Studio album by Barbra Streisand
- Released: October 1966
- Recorded: November 1965–October 1966
- Studio: Columbia 7th Ave, New York City; Columbia 30th Street, New York City;
- Genre: Pop
- Length: 34:23
- Language: English, French
- Label: Columbia
- Producer: Ettore Stratta

Barbra Streisand chronology
| Color Me Barbra (1966) | Je m'appelle Barbra (1966) | Simply Streisand (1967) |

Singles from Je m'appelle Barbra
- "Free Again" Released: September 1966;

= Je m'appelle Barbra =

Je m'appelle Barbra (1966) is the eighth studio album released by American singer Barbra Streisand. She sings much of the album in French.

The album peaked at #5 on the Billboard 200, and was certified gold by the RIAA on April 24, 2002, almost 36 years after its original release. It was also Streisand's last album to make the Top 10 until 1971, when Stoney End reached #10.

Professional ratings
Review scores
| Source | Rating |
| Allmusic | link |

==Track listing==

===Side one===
1. "Free Again" (Joss Baselli, Armand Canfora, Robert Colby, Michel Jourdan) – 3:43
2. "Autumn Leaves" (Joseph Kosma, Johnny Mercer, Jacques Prévert) – 2:50
3. "What Now My Love" (Gilbert Bécaud, Pierre Delanoë, Carl Sigman) – 2:41
4. "Ma première chanson" (Eddy Marnay, Barbra Streisand) – 2:19
5. "Clopin clopant" (Bruno Coquatrix, Pierre Dudan, Kermit Goell) – 3:10
6. "Le Mur" (Charles Dumont, Michel Vaucaire)– 2:34

===Side two===
1. "I Wish You Love" (Albert A. Beach, Léo Chauliac) – 3:01
2. "Speak to Me of Love" (Jean Lenoir, Bruce Sievier) – 2:52
3. "Love and Learn" (Norman Gimbel, Michel Legrand, Marnay) – 2:29
4. "Once Upon a Summertime" (Eddie Barclay, Legrand, Marnay, Mercer) – 3:37
5. "Martina" (Legrand, Hal Shaper) – 2:21
6. "I've Been Here" (Dumont, Earl Shuman, Vaucaire) – 2:31

==En Français EP==
An EP was released in Europe in July 1966 called "Barbra Streisand En Français" with four French recordings:
1. "Non c'est rien" ('Free Again' - French version)
2. "Les enfants qui pleurent" ('Martina' - French version)
3. "Et la mer"
4. "Le Mur" ('I've Been Here' - French version)

==Single==
1. "Free Again" / "I've Been Here" 1966

==Personnel==
- Barbra Streisand – vocals
- Michel Legrand – arranger, conductor
- Ray Ellis – arranger, conductor (on "What Now My Love")
- Maurice Chevalier – liner notes
- Nat Shapiro – liner notes
- Richard Avedon – cover photographer

==Notes==
Je m'appelle Barbra contains Streisand's first songwriting credit, for "Ma première chanson".

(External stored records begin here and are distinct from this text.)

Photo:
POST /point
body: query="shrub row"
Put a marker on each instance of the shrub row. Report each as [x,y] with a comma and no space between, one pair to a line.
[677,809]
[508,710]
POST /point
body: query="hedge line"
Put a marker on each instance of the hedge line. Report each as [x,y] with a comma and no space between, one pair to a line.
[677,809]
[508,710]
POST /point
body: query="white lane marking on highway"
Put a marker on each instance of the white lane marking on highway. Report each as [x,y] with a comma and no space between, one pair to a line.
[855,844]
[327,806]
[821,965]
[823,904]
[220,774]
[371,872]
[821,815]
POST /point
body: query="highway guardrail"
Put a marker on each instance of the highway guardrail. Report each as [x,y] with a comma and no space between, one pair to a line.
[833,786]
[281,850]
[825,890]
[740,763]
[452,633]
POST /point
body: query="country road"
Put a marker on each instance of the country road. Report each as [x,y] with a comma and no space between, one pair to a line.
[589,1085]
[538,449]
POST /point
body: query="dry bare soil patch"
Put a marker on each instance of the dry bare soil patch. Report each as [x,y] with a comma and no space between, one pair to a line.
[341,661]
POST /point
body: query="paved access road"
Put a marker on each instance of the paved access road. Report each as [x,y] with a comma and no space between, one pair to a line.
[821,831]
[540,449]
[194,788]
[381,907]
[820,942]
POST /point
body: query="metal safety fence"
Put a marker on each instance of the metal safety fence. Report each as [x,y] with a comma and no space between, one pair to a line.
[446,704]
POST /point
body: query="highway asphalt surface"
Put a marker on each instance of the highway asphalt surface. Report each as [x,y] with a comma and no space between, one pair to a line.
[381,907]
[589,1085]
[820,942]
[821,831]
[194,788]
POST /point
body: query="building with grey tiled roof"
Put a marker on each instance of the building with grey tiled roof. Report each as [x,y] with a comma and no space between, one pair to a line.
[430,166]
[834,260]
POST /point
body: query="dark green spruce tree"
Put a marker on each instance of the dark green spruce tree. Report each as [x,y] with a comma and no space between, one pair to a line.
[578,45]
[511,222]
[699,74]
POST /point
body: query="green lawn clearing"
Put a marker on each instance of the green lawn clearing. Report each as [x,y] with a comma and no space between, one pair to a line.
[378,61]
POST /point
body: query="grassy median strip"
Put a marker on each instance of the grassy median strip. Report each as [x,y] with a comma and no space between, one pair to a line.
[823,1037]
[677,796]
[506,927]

This album marks the first time Streisand collaborated with Michel Legrand, who arranged and conducted most of the album.

The album cover was photographed by Richard Avedon.

A song called "Look" was also recorded for this album, but was used as a b-side to the single: "Stout-Hearted Men" from Barbra's next album Simply Streisand (1967).

==Charts==

| Chart | Peak position |
|---|---|
| US Billboard 200 | 5 |
| US Cashbox Top Albums | 4 |

==Certifications==

| Region | Certification | Certified units/sales |
| United States (RIAA) | Gold | 500,000^{^} |
^{^} Shipments figures based on certification alone.